Regarder le cycle avec plus de douceur.

Certaines personnes reconnaissent une succession qui se répète. La nommer peut être un premier repère, sans étiquette ni jugement.

Un cycle qui peut s’installer.

  1. Une émotion difficile

    Stress, solitude, fatigue, frustration ou vide peuvent prendre de la place.

  2. L’envie d’acheter

    L’achat apparaît comme une réponse rapide, parfois presque automatique.

  3. Le soulagement

    Un apaisement temporaire peut être ressenti sur le moment.

  4. Les regrets

    Culpabilité, honte ou inquiétude peuvent ensuite rendre la situation plus lourde.

Ce schéma n’est pas un diagnostic.
Il décrit une expérience que certaines personnes reconnaissent.
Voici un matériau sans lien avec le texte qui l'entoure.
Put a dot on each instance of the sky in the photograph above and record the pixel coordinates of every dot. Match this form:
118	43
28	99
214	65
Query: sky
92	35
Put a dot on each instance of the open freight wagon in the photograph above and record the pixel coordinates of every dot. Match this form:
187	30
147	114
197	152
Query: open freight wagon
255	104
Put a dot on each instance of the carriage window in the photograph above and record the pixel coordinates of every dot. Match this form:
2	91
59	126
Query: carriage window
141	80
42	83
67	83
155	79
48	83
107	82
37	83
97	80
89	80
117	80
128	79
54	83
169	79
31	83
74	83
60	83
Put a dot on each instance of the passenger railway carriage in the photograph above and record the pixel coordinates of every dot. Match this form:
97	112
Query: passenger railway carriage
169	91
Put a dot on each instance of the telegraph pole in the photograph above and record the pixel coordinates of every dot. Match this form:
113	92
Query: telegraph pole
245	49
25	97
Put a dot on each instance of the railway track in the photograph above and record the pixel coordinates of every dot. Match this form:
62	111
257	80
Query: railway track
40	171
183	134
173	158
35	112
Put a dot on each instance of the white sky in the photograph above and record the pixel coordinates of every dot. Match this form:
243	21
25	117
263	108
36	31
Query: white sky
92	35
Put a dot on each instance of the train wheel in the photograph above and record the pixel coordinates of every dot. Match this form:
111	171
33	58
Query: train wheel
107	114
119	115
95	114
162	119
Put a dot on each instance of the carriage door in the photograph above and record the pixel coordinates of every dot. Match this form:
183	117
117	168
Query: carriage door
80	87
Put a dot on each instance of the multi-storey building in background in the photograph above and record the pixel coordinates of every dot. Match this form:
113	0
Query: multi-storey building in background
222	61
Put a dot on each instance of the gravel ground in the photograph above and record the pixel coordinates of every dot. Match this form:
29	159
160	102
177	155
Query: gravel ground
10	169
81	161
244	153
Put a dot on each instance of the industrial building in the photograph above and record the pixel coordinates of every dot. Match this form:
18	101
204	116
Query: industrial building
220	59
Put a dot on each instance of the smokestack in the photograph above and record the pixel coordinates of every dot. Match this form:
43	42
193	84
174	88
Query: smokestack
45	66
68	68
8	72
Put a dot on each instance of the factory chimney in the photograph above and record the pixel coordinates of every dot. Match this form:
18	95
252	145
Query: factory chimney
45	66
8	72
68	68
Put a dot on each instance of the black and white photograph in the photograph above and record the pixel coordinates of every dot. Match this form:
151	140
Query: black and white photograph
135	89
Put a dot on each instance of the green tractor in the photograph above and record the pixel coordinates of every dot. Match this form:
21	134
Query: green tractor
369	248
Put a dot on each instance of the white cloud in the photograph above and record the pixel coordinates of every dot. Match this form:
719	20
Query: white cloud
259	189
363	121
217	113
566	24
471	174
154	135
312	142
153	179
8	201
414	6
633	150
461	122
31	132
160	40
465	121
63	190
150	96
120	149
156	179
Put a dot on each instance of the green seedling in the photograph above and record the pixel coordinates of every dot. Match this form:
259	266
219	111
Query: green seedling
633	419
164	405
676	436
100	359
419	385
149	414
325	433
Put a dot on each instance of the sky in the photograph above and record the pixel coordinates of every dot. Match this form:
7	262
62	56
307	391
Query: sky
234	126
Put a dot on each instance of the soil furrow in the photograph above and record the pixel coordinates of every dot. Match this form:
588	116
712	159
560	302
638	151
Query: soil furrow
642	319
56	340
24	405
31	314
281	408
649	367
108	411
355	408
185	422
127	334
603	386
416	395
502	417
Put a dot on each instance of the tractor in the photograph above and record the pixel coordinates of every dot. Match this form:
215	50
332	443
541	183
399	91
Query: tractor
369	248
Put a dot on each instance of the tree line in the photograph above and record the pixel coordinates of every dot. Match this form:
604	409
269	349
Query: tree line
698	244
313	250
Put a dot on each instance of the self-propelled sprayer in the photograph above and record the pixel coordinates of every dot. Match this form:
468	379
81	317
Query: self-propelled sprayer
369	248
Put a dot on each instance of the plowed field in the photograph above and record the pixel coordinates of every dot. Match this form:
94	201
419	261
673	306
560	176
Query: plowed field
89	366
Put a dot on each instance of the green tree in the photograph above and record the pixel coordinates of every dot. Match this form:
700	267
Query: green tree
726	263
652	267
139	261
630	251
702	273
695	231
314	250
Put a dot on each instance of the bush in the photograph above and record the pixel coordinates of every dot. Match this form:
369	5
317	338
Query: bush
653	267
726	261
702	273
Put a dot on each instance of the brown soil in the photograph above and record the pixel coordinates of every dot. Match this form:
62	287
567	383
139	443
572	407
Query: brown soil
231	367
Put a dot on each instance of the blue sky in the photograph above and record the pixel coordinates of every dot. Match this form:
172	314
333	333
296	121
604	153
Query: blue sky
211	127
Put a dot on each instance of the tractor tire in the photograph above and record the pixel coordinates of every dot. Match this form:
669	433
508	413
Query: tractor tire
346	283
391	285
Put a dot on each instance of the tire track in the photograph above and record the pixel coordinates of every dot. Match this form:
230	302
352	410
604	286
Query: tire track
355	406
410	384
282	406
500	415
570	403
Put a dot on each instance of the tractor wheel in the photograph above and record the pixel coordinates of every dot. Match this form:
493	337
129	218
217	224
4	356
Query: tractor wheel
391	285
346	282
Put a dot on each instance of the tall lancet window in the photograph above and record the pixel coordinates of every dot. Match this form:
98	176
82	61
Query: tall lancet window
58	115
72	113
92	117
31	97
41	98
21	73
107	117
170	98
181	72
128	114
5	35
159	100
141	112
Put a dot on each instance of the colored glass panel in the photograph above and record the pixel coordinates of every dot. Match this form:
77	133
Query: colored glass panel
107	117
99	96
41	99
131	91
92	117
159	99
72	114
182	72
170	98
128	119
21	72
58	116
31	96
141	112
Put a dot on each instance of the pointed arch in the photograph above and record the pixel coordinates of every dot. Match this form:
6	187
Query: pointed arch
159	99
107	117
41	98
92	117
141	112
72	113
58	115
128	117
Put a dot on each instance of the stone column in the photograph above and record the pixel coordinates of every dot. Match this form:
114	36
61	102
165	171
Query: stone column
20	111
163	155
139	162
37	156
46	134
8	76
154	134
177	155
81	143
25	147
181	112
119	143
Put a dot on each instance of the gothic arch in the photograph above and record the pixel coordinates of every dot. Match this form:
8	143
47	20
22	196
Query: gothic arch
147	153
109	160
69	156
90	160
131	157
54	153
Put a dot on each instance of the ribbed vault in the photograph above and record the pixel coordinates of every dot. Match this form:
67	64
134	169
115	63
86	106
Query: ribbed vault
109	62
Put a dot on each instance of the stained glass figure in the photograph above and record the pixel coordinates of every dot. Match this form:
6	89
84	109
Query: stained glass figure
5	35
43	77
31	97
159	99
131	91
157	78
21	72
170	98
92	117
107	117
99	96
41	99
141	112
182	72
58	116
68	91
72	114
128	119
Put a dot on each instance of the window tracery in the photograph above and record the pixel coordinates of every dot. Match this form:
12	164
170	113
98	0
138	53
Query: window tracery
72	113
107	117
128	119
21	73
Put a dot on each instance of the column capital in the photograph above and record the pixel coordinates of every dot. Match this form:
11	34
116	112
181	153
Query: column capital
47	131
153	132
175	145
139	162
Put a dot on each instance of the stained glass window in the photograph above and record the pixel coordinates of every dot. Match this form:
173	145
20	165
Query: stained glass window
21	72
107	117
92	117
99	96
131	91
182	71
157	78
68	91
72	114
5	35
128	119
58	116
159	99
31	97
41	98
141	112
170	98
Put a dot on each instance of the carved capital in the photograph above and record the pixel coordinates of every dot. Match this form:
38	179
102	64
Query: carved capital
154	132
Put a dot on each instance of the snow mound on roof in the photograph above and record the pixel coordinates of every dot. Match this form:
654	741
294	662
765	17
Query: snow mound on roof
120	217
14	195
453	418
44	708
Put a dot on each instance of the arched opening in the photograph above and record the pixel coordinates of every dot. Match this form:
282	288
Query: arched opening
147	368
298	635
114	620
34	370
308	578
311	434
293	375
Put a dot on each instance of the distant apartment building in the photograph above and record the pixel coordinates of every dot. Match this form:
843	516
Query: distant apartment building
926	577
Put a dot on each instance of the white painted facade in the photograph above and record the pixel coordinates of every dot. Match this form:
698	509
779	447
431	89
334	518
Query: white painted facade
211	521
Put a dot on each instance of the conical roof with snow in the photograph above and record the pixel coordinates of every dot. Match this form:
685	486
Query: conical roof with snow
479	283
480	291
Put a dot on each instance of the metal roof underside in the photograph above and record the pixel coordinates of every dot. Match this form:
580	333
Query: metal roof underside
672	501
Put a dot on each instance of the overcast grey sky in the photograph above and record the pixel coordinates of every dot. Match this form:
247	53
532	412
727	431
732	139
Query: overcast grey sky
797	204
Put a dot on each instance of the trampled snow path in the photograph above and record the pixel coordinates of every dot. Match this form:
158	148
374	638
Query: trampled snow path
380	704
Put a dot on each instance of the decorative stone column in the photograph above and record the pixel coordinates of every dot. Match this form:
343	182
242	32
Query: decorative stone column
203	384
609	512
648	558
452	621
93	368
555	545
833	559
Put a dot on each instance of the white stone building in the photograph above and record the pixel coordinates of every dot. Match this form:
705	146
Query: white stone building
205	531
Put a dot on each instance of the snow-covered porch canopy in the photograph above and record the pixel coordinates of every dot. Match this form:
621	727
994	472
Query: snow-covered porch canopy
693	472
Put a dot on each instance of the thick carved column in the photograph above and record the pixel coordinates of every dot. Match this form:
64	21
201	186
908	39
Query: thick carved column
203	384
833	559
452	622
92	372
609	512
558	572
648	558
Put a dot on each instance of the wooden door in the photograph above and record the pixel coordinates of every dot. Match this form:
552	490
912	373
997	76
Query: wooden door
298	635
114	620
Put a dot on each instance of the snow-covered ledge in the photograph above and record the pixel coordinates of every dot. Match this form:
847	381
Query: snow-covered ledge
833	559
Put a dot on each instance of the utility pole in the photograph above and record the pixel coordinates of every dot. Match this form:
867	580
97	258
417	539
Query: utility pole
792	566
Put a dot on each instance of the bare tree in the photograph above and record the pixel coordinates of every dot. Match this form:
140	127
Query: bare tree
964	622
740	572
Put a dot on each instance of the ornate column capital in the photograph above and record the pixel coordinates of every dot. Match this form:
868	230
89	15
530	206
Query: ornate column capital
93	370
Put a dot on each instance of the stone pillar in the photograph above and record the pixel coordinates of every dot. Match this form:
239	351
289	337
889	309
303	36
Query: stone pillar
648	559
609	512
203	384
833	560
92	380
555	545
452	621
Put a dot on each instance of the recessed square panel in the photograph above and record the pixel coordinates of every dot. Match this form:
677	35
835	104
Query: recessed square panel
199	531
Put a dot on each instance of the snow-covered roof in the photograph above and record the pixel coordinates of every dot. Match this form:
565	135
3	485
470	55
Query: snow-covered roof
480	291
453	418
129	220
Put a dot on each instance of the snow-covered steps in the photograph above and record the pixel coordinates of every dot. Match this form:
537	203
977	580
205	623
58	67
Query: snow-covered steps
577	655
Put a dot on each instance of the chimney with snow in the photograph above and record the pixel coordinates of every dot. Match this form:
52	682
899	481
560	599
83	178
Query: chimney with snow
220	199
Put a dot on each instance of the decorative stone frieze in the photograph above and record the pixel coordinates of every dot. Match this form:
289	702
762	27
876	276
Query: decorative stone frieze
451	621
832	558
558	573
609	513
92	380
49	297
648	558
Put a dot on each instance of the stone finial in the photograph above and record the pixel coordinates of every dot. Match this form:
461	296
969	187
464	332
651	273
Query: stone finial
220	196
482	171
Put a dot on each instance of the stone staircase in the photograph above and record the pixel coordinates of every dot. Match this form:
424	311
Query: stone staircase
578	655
Votre histoire, vos ressources et vos besoins restent singuliers.

Quelques premiers repères

Créer un peu d’espace avant le geste.

Il ne s’agit pas de se culpabiliser davantage. Vous pouvez commencer par remarquer ce qui précède l’envie : le contexte, une émotion, une pensée, la fatigue ou un moment particulier de la journée.

  • Mettre un mot sur ce que vous ressentez avant l’achat
  • Différer une décision lorsque c’est possible
  • Parler à une personne de confiance
  • Revenir à ce que vous souhaitez préserver ou construire

Le but n’est pas de contrôler chaque dépense. C’est de retrouver une marge de choix.

Quand demander de l’aide

Ne pas rester seul·e quand cela devient trop lourd.

Un accompagnement de bien-être ne remplace pas une prise en charge médicale, psychologique ou sociale. En cas de souffrance psychique importante, de mise en danger ou de difficulté financière urgente, contactez un professionnel de santé, les services sociaux ou les dispositifs adaptés à votre situation.